The graphics look brilliant though, and the weather effects and well implemented. If your bike isn’t stable after a turn you’ll see it weave a bit before regaining balance, and if you turn to quickly and tightly you’ll see the exact point where your rider loses control of the bike. Those little touches really can add to the immersion.

Outside of the racing, the main feature is bike tuning. For fans of the series and of racing this will be a nice feature, you can spend a ton of time changing every little detail of your bike and then test your setup on the track. If you don’t like it then go back to the garage and change the setup again.

For those, like me, who don’t know the intricate details of bike performance you can talk to the Engineer. There’s a few options to go through, and based on your requirements, he will change the bike setup to tackle challenges that you face. It’s a quick and easy to navigate option which is implemented fairly, but I did feel on occassion that some changes weren’t carried over between different sessions.

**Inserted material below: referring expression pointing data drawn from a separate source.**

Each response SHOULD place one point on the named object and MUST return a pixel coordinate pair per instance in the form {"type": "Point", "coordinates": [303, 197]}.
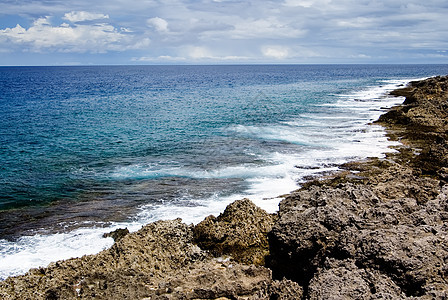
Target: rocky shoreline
{"type": "Point", "coordinates": [377, 230]}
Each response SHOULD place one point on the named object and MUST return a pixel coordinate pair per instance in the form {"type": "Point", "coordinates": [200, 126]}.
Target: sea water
{"type": "Point", "coordinates": [86, 150]}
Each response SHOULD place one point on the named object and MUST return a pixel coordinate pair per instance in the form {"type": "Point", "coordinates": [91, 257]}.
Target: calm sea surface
{"type": "Point", "coordinates": [84, 150]}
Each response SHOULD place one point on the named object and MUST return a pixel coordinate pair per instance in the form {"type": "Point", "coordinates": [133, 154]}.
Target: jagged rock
{"type": "Point", "coordinates": [117, 234]}
{"type": "Point", "coordinates": [342, 279]}
{"type": "Point", "coordinates": [240, 231]}
{"type": "Point", "coordinates": [160, 261]}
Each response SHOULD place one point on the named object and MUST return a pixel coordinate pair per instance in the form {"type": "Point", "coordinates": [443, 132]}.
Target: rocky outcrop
{"type": "Point", "coordinates": [378, 230]}
{"type": "Point", "coordinates": [381, 234]}
{"type": "Point", "coordinates": [160, 261]}
{"type": "Point", "coordinates": [240, 231]}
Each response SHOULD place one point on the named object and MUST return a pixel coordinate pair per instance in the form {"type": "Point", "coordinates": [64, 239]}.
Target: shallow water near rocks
{"type": "Point", "coordinates": [86, 150]}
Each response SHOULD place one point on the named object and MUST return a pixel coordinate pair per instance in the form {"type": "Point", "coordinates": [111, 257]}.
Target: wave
{"type": "Point", "coordinates": [310, 144]}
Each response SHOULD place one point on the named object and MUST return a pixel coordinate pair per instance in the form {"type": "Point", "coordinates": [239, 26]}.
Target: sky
{"type": "Point", "coordinates": [123, 32]}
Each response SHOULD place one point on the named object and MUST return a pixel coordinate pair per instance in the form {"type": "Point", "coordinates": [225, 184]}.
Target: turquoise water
{"type": "Point", "coordinates": [94, 147]}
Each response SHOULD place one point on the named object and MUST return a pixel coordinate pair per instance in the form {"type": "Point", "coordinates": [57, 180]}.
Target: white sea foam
{"type": "Point", "coordinates": [337, 134]}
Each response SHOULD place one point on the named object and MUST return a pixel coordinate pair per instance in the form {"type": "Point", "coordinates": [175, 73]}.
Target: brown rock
{"type": "Point", "coordinates": [240, 231]}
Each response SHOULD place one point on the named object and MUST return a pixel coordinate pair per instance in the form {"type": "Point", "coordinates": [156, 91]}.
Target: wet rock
{"type": "Point", "coordinates": [117, 234]}
{"type": "Point", "coordinates": [240, 231]}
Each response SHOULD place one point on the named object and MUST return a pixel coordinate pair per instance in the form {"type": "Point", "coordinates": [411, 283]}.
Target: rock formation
{"type": "Point", "coordinates": [378, 230]}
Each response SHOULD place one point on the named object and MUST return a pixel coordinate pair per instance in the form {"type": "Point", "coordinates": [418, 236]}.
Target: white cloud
{"type": "Point", "coordinates": [97, 38]}
{"type": "Point", "coordinates": [266, 28]}
{"type": "Point", "coordinates": [159, 24]}
{"type": "Point", "coordinates": [80, 16]}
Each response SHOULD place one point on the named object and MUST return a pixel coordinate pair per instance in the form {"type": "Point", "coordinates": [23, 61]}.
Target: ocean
{"type": "Point", "coordinates": [89, 149]}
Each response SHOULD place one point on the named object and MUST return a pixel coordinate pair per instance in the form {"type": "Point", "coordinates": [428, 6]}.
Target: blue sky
{"type": "Point", "coordinates": [84, 32]}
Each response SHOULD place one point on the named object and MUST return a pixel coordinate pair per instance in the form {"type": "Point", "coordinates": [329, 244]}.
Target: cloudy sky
{"type": "Point", "coordinates": [67, 32]}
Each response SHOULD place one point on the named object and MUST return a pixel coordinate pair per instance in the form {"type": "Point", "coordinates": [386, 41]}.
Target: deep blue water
{"type": "Point", "coordinates": [76, 134]}
{"type": "Point", "coordinates": [85, 150]}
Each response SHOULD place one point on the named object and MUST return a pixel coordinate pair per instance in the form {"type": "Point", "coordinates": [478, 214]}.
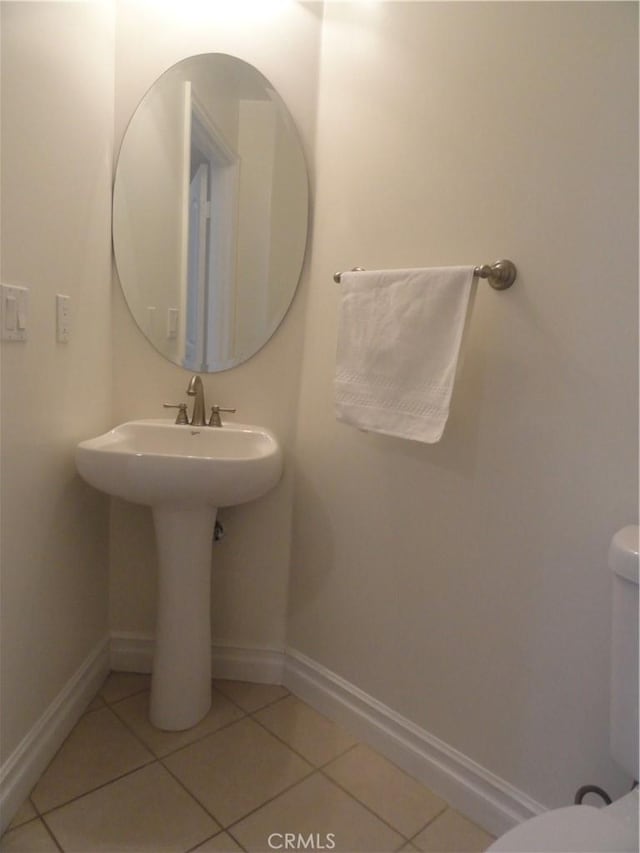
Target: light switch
{"type": "Point", "coordinates": [172, 322]}
{"type": "Point", "coordinates": [15, 312]}
{"type": "Point", "coordinates": [63, 318]}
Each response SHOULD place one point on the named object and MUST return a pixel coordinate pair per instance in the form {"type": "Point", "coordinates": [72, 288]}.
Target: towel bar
{"type": "Point", "coordinates": [501, 275]}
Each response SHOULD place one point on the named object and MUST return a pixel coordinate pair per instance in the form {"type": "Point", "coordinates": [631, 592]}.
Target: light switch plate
{"type": "Point", "coordinates": [63, 318]}
{"type": "Point", "coordinates": [14, 312]}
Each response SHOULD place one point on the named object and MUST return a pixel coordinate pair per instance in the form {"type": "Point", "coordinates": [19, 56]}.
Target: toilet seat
{"type": "Point", "coordinates": [575, 829]}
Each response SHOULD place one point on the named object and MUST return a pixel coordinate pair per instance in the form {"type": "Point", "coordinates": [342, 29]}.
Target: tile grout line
{"type": "Point", "coordinates": [314, 769]}
{"type": "Point", "coordinates": [52, 834]}
{"type": "Point", "coordinates": [405, 838]}
{"type": "Point", "coordinates": [428, 823]}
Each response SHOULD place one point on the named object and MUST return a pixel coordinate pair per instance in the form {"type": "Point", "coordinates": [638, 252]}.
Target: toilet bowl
{"type": "Point", "coordinates": [585, 829]}
{"type": "Point", "coordinates": [577, 829]}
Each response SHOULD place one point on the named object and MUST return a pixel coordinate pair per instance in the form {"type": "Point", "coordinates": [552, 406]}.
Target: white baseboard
{"type": "Point", "coordinates": [134, 653]}
{"type": "Point", "coordinates": [476, 792]}
{"type": "Point", "coordinates": [25, 765]}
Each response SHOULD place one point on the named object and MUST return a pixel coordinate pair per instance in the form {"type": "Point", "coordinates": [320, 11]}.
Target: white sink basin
{"type": "Point", "coordinates": [184, 473]}
{"type": "Point", "coordinates": [157, 462]}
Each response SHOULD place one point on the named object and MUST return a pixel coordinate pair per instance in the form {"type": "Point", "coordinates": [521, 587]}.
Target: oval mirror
{"type": "Point", "coordinates": [210, 208]}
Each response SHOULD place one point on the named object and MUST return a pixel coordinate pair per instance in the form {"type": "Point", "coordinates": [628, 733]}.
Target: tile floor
{"type": "Point", "coordinates": [260, 765]}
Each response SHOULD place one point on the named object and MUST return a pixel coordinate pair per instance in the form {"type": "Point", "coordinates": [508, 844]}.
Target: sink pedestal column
{"type": "Point", "coordinates": [181, 680]}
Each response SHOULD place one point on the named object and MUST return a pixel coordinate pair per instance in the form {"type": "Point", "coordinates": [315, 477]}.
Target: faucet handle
{"type": "Point", "coordinates": [181, 417]}
{"type": "Point", "coordinates": [215, 419]}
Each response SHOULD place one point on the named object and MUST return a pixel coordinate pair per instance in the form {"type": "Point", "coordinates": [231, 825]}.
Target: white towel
{"type": "Point", "coordinates": [399, 337]}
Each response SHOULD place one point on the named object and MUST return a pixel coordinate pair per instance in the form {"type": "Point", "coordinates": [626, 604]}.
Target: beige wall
{"type": "Point", "coordinates": [251, 565]}
{"type": "Point", "coordinates": [57, 120]}
{"type": "Point", "coordinates": [465, 584]}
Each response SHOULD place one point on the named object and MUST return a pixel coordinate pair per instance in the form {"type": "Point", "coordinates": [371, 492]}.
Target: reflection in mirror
{"type": "Point", "coordinates": [210, 212]}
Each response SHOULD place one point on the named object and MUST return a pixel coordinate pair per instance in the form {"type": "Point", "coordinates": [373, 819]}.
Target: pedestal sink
{"type": "Point", "coordinates": [184, 473]}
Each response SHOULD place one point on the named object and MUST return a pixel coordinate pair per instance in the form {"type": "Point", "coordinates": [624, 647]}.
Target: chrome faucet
{"type": "Point", "coordinates": [195, 389]}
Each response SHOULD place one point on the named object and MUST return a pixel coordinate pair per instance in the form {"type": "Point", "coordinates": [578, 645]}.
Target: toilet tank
{"type": "Point", "coordinates": [623, 561]}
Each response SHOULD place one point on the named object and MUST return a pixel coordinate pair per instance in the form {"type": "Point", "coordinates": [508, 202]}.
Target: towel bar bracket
{"type": "Point", "coordinates": [500, 275]}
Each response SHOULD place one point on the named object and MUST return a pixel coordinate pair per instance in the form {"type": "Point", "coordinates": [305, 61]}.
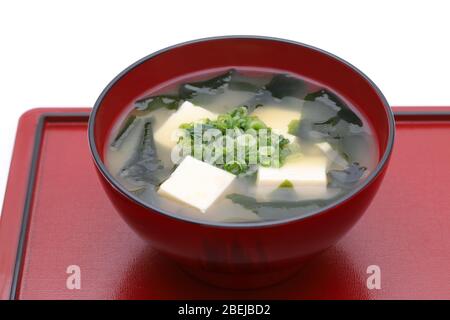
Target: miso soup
{"type": "Point", "coordinates": [241, 145]}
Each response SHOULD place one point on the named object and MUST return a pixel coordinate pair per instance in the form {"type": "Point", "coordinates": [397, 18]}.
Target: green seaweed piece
{"type": "Point", "coordinates": [148, 104]}
{"type": "Point", "coordinates": [253, 205]}
{"type": "Point", "coordinates": [209, 86]}
{"type": "Point", "coordinates": [283, 85]}
{"type": "Point", "coordinates": [344, 113]}
{"type": "Point", "coordinates": [144, 165]}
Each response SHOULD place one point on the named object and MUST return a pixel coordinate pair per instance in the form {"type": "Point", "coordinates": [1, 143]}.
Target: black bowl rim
{"type": "Point", "coordinates": [233, 225]}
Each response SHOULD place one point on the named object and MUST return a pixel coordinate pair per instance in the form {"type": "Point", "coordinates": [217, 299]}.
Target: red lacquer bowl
{"type": "Point", "coordinates": [254, 254]}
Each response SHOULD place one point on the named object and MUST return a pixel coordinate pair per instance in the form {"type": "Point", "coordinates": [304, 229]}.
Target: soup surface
{"type": "Point", "coordinates": [241, 145]}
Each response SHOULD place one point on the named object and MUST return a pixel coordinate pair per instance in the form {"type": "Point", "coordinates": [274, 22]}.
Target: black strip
{"type": "Point", "coordinates": [53, 117]}
{"type": "Point", "coordinates": [83, 117]}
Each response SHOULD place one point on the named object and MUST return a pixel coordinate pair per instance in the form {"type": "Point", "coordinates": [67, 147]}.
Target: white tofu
{"type": "Point", "coordinates": [333, 156]}
{"type": "Point", "coordinates": [288, 136]}
{"type": "Point", "coordinates": [278, 117]}
{"type": "Point", "coordinates": [165, 135]}
{"type": "Point", "coordinates": [196, 183]}
{"type": "Point", "coordinates": [307, 174]}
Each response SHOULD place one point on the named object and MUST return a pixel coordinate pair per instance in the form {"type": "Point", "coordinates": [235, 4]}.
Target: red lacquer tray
{"type": "Point", "coordinates": [55, 214]}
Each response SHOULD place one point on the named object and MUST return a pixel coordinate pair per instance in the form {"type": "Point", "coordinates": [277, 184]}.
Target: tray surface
{"type": "Point", "coordinates": [63, 218]}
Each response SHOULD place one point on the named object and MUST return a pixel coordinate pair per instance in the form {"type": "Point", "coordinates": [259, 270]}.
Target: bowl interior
{"type": "Point", "coordinates": [207, 54]}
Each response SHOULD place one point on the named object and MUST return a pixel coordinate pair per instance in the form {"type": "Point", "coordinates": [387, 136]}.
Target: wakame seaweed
{"type": "Point", "coordinates": [148, 104]}
{"type": "Point", "coordinates": [283, 85]}
{"type": "Point", "coordinates": [209, 86]}
{"type": "Point", "coordinates": [254, 205]}
{"type": "Point", "coordinates": [344, 113]}
{"type": "Point", "coordinates": [144, 165]}
{"type": "Point", "coordinates": [348, 177]}
{"type": "Point", "coordinates": [124, 130]}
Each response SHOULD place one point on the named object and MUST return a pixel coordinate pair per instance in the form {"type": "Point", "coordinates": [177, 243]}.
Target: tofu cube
{"type": "Point", "coordinates": [307, 175]}
{"type": "Point", "coordinates": [278, 117]}
{"type": "Point", "coordinates": [196, 183]}
{"type": "Point", "coordinates": [165, 135]}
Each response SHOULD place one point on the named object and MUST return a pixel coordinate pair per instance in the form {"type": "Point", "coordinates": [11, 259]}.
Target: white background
{"type": "Point", "coordinates": [56, 53]}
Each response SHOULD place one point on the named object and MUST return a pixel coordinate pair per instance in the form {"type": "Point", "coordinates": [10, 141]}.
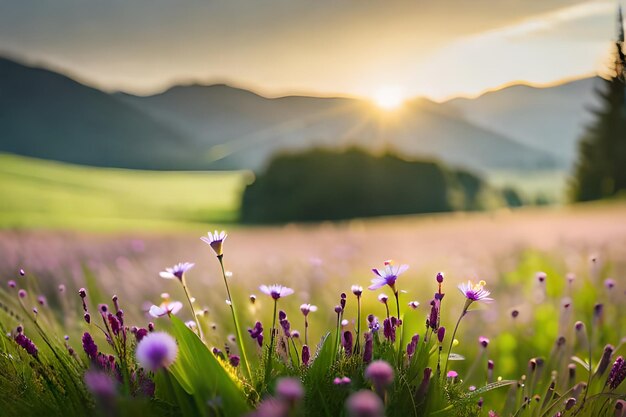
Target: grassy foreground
{"type": "Point", "coordinates": [51, 195]}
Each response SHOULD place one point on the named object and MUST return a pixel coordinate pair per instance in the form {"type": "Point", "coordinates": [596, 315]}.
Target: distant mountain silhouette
{"type": "Point", "coordinates": [550, 118]}
{"type": "Point", "coordinates": [243, 129]}
{"type": "Point", "coordinates": [48, 115]}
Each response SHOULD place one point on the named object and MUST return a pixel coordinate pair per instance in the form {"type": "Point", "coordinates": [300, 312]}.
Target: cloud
{"type": "Point", "coordinates": [277, 45]}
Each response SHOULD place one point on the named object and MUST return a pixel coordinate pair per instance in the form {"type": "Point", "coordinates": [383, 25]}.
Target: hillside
{"type": "Point", "coordinates": [551, 119]}
{"type": "Point", "coordinates": [242, 129]}
{"type": "Point", "coordinates": [47, 115]}
{"type": "Point", "coordinates": [45, 194]}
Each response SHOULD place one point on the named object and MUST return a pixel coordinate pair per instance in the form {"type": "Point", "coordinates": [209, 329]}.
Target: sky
{"type": "Point", "coordinates": [433, 48]}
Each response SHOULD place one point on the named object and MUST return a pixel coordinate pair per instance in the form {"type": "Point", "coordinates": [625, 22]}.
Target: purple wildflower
{"type": "Point", "coordinates": [216, 241]}
{"type": "Point", "coordinates": [89, 346]}
{"type": "Point", "coordinates": [346, 342]}
{"type": "Point", "coordinates": [26, 344]}
{"type": "Point", "coordinates": [606, 359]}
{"type": "Point", "coordinates": [389, 330]}
{"type": "Point", "coordinates": [617, 374]}
{"type": "Point", "coordinates": [475, 292]}
{"type": "Point", "coordinates": [364, 403]}
{"type": "Point", "coordinates": [387, 276]}
{"type": "Point", "coordinates": [306, 355]}
{"type": "Point", "coordinates": [165, 309]}
{"type": "Point", "coordinates": [156, 350]}
{"type": "Point", "coordinates": [257, 333]}
{"type": "Point", "coordinates": [307, 308]}
{"type": "Point", "coordinates": [357, 290]}
{"type": "Point", "coordinates": [140, 334]}
{"type": "Point", "coordinates": [412, 345]}
{"type": "Point", "coordinates": [433, 319]}
{"type": "Point", "coordinates": [284, 323]}
{"type": "Point", "coordinates": [368, 348]}
{"type": "Point", "coordinates": [114, 323]}
{"type": "Point", "coordinates": [276, 291]}
{"type": "Point", "coordinates": [441, 333]}
{"type": "Point", "coordinates": [177, 271]}
{"type": "Point", "coordinates": [234, 360]}
{"type": "Point", "coordinates": [541, 277]}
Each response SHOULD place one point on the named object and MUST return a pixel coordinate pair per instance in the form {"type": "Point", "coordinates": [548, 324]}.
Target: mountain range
{"type": "Point", "coordinates": [190, 127]}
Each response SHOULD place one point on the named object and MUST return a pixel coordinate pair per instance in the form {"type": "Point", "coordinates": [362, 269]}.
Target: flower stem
{"type": "Point", "coordinates": [336, 348]}
{"type": "Point", "coordinates": [397, 303]}
{"type": "Point", "coordinates": [242, 350]}
{"type": "Point", "coordinates": [467, 304]}
{"type": "Point", "coordinates": [193, 312]}
{"type": "Point", "coordinates": [357, 346]}
{"type": "Point", "coordinates": [268, 364]}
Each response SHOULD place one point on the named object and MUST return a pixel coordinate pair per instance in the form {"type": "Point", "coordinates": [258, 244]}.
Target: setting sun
{"type": "Point", "coordinates": [389, 98]}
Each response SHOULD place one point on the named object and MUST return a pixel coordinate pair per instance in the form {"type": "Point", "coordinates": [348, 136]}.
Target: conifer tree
{"type": "Point", "coordinates": [601, 168]}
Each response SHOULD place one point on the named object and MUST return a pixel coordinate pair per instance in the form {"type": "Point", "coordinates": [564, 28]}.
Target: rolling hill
{"type": "Point", "coordinates": [35, 193]}
{"type": "Point", "coordinates": [551, 119]}
{"type": "Point", "coordinates": [242, 129]}
{"type": "Point", "coordinates": [48, 115]}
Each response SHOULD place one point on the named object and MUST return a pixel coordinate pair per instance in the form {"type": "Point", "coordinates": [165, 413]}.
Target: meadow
{"type": "Point", "coordinates": [36, 193]}
{"type": "Point", "coordinates": [577, 250]}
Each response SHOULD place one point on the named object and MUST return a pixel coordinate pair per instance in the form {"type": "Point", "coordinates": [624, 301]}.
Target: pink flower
{"type": "Point", "coordinates": [387, 276]}
{"type": "Point", "coordinates": [276, 291]}
{"type": "Point", "coordinates": [165, 309]}
{"type": "Point", "coordinates": [215, 240]}
{"type": "Point", "coordinates": [177, 271]}
{"type": "Point", "coordinates": [475, 292]}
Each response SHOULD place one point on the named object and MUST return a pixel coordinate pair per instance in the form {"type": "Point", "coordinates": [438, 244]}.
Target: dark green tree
{"type": "Point", "coordinates": [601, 168]}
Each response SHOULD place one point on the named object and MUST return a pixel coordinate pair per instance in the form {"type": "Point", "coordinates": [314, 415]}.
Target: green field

The SBK Experience mode is basically a Challenge mode. There are numerous challenges from across the four seasons, plus a locked mode. Completing challenges in each year moves you towards unlocking new riders to use in the Free Play and Multiplayer modes.

[drop]The challenges include doing a wheelie for a specified amount of time, checkpoint challenges and beating riders by a certain amount of time. It’s a fun mode and offers a decent distraction from the Career mode. The challenges will require a few tries before passing them as you have to ride perfectly, and depending how well you do then you’ll either get a Complete rating or a Storming rating, which is earned when you meet the more difficult challenge objectives.

Free Play gives you the option to do a quick race, create a Championship or do your own Race Weekend at a chosen track. Championships are a set of races at different tracks and skip the more in depth aspects of the Race Weekend. Multiplayer is pretty well implemented, easy to access and setup, with a maximum limit of 16 players per race.

During our time playing it we found no lag in the multiplayer, and if a rider left there was no delay. Whilst it looks like it could be active for a while amongst a core fanbase, many will likely move onto other racers.


  • Looks brilliant.
  • In depth simulation mode.
  • Multiplayer is solid.
  • Offers hours of content.


  • Racing feels too clinical.
  • Feeling of repetitiveness sets in quickly.
  • May not appeal to more casual racing fans.

Overall, SBK Generations does exactly what you expect it to. It’s a bike racing sim, which will appeal to fans of Superbike racing and engine tinkering. However, though the racing is okay, it’s nothing that stands out. If you are a Superbike racing fan get it as it’s the only game of its kind coming out this year, but for more casual racing fans it isn’t a must buy.

Score: 7/10



  1. For around £20 already on Amazon, it’s certainly on my Wishlist! Never delved into Motorbikes before maybe this is the game to do so.

  2. This looks interesting as like you say its the only motorbike game this year and seeing as its already cheap it might be worth having a crack when it gets a little cheaper.

  3. Never bought any Motorbike sports other than Tourist Trophy I’m interested in them but they all seem to be either crap or a bit dear, I wonder if this has the Northwest 2000 then maybe… just.. maybe I will be tempted.

  4. To be fair, SBK is the best of the available Bike Sim games (Moto & SBK), but the low price is by no means a gifted bargain, it is closer to it’s actual worth on release. I have followed the SBK series from 09, and they aren’t too bad, but I’ll likely wait until this one’s dropped in price :O
    I’m a wanting Tourist Trophy 2!!!